Optionally, the eighth processing module includes: the fourteenth processing unit is configured to splice the title feature, the content feature, the number feature and the unit name feature corresponding to each bidding data according to a second preset splicing sequence to obtain a second splicing feature; and the fifteenth processing unit is used for encoding and encrypting the second splicing characteristics to obtain the group code of each bidding data.
Optionally, the method further comprises: the second acquisition module is used for acquiring the deduplication requirement; and the tenth processing module is used for carrying out the de-emphasis processing on the bidding data according to the de-emphasis requirement and the de-emphasis mark code corresponding to each piece of bidding data to obtain the de-emphasized bidding data.

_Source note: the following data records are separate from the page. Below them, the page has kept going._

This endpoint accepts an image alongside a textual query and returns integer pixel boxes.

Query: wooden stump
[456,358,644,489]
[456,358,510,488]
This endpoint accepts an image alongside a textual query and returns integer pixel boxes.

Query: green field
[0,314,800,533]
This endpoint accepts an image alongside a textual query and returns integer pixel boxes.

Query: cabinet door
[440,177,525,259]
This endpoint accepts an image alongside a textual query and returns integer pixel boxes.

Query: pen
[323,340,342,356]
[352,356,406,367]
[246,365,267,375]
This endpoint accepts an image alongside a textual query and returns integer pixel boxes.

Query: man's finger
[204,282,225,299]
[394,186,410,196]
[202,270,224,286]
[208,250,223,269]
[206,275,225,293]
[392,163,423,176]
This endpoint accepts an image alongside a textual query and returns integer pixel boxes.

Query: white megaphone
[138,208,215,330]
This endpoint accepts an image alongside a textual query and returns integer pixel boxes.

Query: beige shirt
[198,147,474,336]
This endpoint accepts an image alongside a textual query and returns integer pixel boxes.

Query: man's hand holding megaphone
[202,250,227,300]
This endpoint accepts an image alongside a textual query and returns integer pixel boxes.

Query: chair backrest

Optionally, when the deduplication requirement is deduplication according to data encoding in a deduplication marker code, the tenth processing module includes: the sixteenth processing unit is used for carrying out coding sorting on the bidding data according to the data codes; the second acquisition unit is used for acquiring the collection and storage time of each bidding data; the seventeenth processing unit is used for carrying out time sequencing on the bidding data with the same data codes according to the collection and storage time; and the eighteenth processing unit is used for reserving the bid data with the earlier collection and storage time in the bid data with the same data codes and taking the bid data with the earlier collection and storage time as the bid data after the de-emphasis.
According to a third aspect, an embodiment of the present invention provides an electronic device, including: at least one processor; and a memory communicatively coupled to the at least one processor; wherein the memory stores a computer program executable by the at least one processor, the computer program being executable by the at least one processor to cause the at least one processor to perform the method of generating a data de-duplication marking code as described in any one of the above first aspects.
According to a fourth aspect, an embodiment of the present invention provides a computer-readable storage medium, where computer instructions are stored, and the computer instructions are configured to cause a computer to execute the data deduplication mark code generation method described in any one of the first aspect above.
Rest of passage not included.